Reputation: 28372
All descriptions of links referenced in the question below are from 2021/05/31.
I have trained a deep Q network following the version of the TF Agents tutorial on a custom problem. Now I would like to feed it some hand-crafted observations to see what actions it recommends. I have some utility functions for creating these feature vectors that I use in my PyEnvironment. However, I am not sure how to convert these bits to feed into the network.
What I would like to have is something like the following:
My environment has a stochastic component, so I want to manually modify the environment state rather than have the agent explicitly take a path through the environment.
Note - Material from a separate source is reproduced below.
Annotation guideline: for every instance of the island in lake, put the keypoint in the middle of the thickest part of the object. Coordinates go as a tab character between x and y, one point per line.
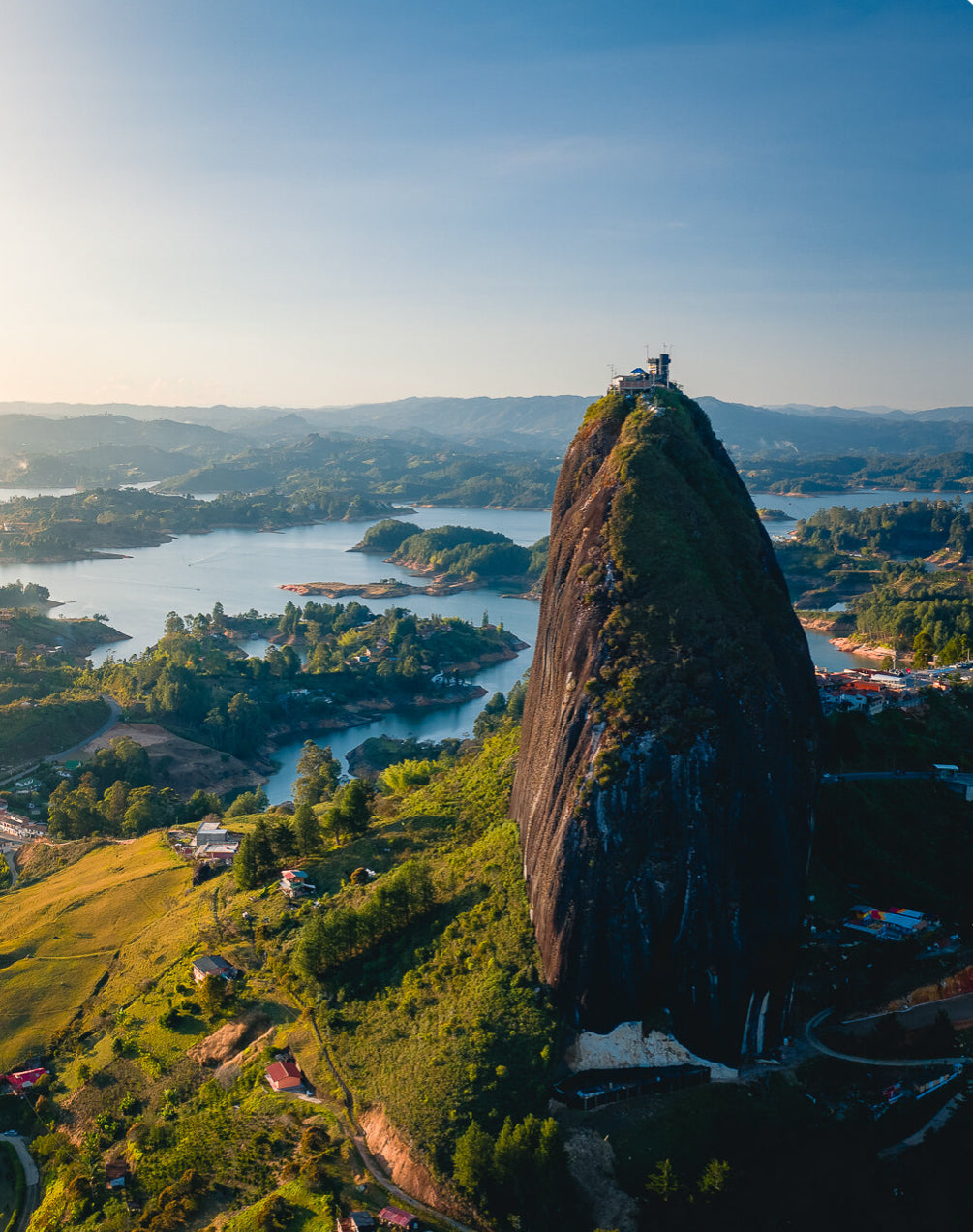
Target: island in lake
455	557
To make progress on this question, I have been examining this tutorial on policies. It looks like, my use case might be similar to the section "Random TF Policy" or the one below on "Actor policies". However, in my use case I have a loaded agent and have Python (non TF) observation, time specs, and action specs. What is the ideal approach to drive my network to produce actions from these components?
Here is something I have tried:
saved_policy = tf.compat.v2.saved_model.load(policy_dir)
# get_feat_vector returns an numpy.ndarray
observation = tf.convert_to_tensor(state.get_feat_vector(), dtype=tf.float32)
time_step = ts.restart(observation)
action_step = saved_policy.action(time_step)
and the associated error message:
File "/home/---/.local/lib/python3.8/site-packages/tensorflow/python/saved_model/function_deserialization.py", line 267, in restored_function_body
raise ValueError(
ValueError: Could not find matching function to call loaded from the SavedModel. Got:
Positional arguments (2 total):
* TimeStep(step_type=<tf.Tensor 'time_step:0' shape=() dtype=int32>, reward=<tf.Tensor 'time_step_1:0' shape=() dtype=float32>, discount=<tf.Tensor 'time_step_2:0' shape=() dtype=float32>, observation=<tf.Tensor 'time_step_3:0' shape=(170,) dtype=float32>)
* ()
Keyword arguments: {}
Expected these arguments to match one of the following 2 option(s):
Option 1:
Positional arguments (2 total):
* TimeStep(step_type=TensorSpec(shape=(None,), dtype=tf.int32, name='step_type'), reward=TensorSpec(shape=(None,), dtype=tf.float32, name='reward'), discount=TensorSpec(shape=(None,), dtype=tf.float32, name='discount'), observation=TensorSpec(shape=(None, 170), dtype=tf.float32, name='observation'))
* ()
Keyword arguments: {}
Option 2:
Positional arguments (2 total):
* TimeStep(step_type=TensorSpec(shape=(None,), dtype=tf.int32, name='time_step/step_type'), reward=TensorSpec(shape=(None,), dtype=tf.float32, name='time_step/reward'), discount=TensorSpec(shape=(None,), dtype=tf.float32, name='time_step/discount'), observation=TensorSpec(shape=(None, 170), dtype=tf.float32, name='time_step/observation'))
* ()
Keyword arguments: {}
Upvotes: 2
Views: 333
Reputation: 815
I believe your problem might be with how you are loading and saving the model. TF-Agents recommends using the PolicySaver (see here). So maybe try running code like
tf_agent = ...
tf_policy_saver = policy_saver.PolicySaver(policy=tf_agent.policy)
... # train agent
tf_policy_saver.save(export_dir=policy_dir_path)
and then load and run the model with:
eager_py_policy = py_tf_eager_policy.SavedModelPyTFEagerPolicy(
policy_dir, env.time_step_spec(), env.action_spec())
policy_state = eager_py_policy.get_initial_state(1)
time_step = env.reset()
action_step = eager_py_policy.action(time_step, policy_state)
time_step = env.step(action_step.action)
policy_state = action_step.state
Or whatever manual thing you want to do with the environment and observations.
Upvotes: 2